Demolition

Certificate 15

Four stars

HOW are you supposed to grieve when someone close to you passes away? Is there a proper response, a correct mode of behaviour or way to feel? Those are the themes poked and prodded to impressive effect in this peculiar comedy-tinged drama.

Jake Gyllenhaal stars as Davis, a New York investment banker who finds his carefully constructed life shattered when his wife Julia (Heather Lind) dies in a car crash. In a certain state of shock, he writes letters of complaint to the vending machine company that failed to give him his peanut M&Ms at the hospital just after he found out his wife passed away.

This leads him to form an unlikely relationship with the company’s customer service rep (Naomi Watts), a friendship with her sparky young son (Judah Lewis) and on a road to re-examining his abruptly severed marriage and what that all means for his life moving forward.

Director Jean-Marc Vallée – whose previous critically acclaimed films include Dallas Buyers Club and Wild – brings his unusual and pleasingly laid-back style to a difficult topic, that of the aftermath of loss and grief taking hold. Or, rather, being conspicuous by its near-absence.

“Do you miss her?” Davis is asked. “I’m trying to,” is his honest reply. Rather than retreat into fits of hysterical emotion or never leaving his lavish home, he takes the advice of his father-in-law (an especially moving Chris Cooper) – “If you want to fix something, you have to take it apart” – rather literally.

This includes antique grandfather clocks, bathroom stalls, the fridge his late wife repeatedly told him was leaking and, in one strangely cathartic scene, completely destroying his expensive house with the use of a sledgehammer and a JCB he bought on ebay.

No, it’s not a film that’s exactly subtle with its metaphors. But it also never suffers because of that plain-spokenness. Instead, it’s a refreshingly forthcoming look at life after loss and the sometimes need to deconstruct and rebuild before being able to truly move on.

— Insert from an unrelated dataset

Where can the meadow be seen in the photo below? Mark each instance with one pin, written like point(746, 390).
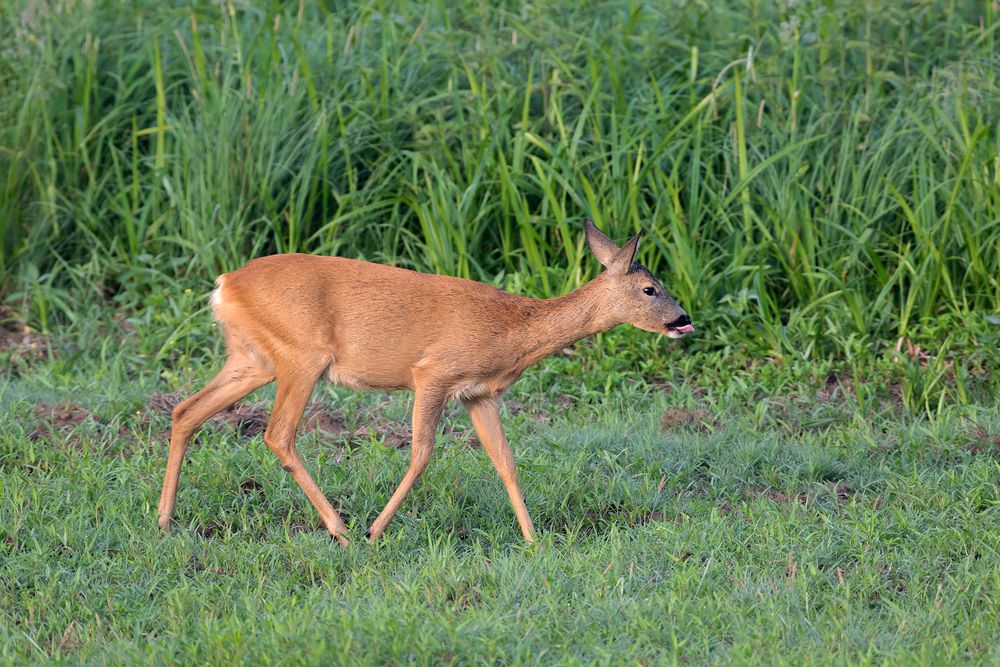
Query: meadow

Gyllenhaal is on one hell of a streak as of late, with roles in the likes of Southpaw, Enemy and particularly breaking news satire Nightcrawler proving him one of Hollywood’s best acting talents.

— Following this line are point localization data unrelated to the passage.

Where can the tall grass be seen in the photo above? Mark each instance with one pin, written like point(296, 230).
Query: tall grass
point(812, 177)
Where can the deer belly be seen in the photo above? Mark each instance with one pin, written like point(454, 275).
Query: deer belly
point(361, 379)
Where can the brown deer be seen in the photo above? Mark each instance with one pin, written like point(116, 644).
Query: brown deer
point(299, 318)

His performance here is one of keenly observed believability when it comes to conveying someone lost in his own life, quietly moving and tuned to just the right key of oddness to make it really memorable.

Demolition is not the typical drama that the set-up might suggest as it substitutes the usual clichés of external emotional response with bouts of heightened eccentricity as Davis exhibits the kind of erratic behaviour not usually associated with the grieving process. It certainly would make for a nice two sides of the same coin double-bill with last week’s Louder than Bombs.

People react in different ways to grief and the film explores that to inspiring and uplifting effect. With Gyllenhaal as the compelling anchor at the centre, this is a strange yet fascinating mélange of a film, one where quirkiness, pathos and catharsis sit potently side-by-side.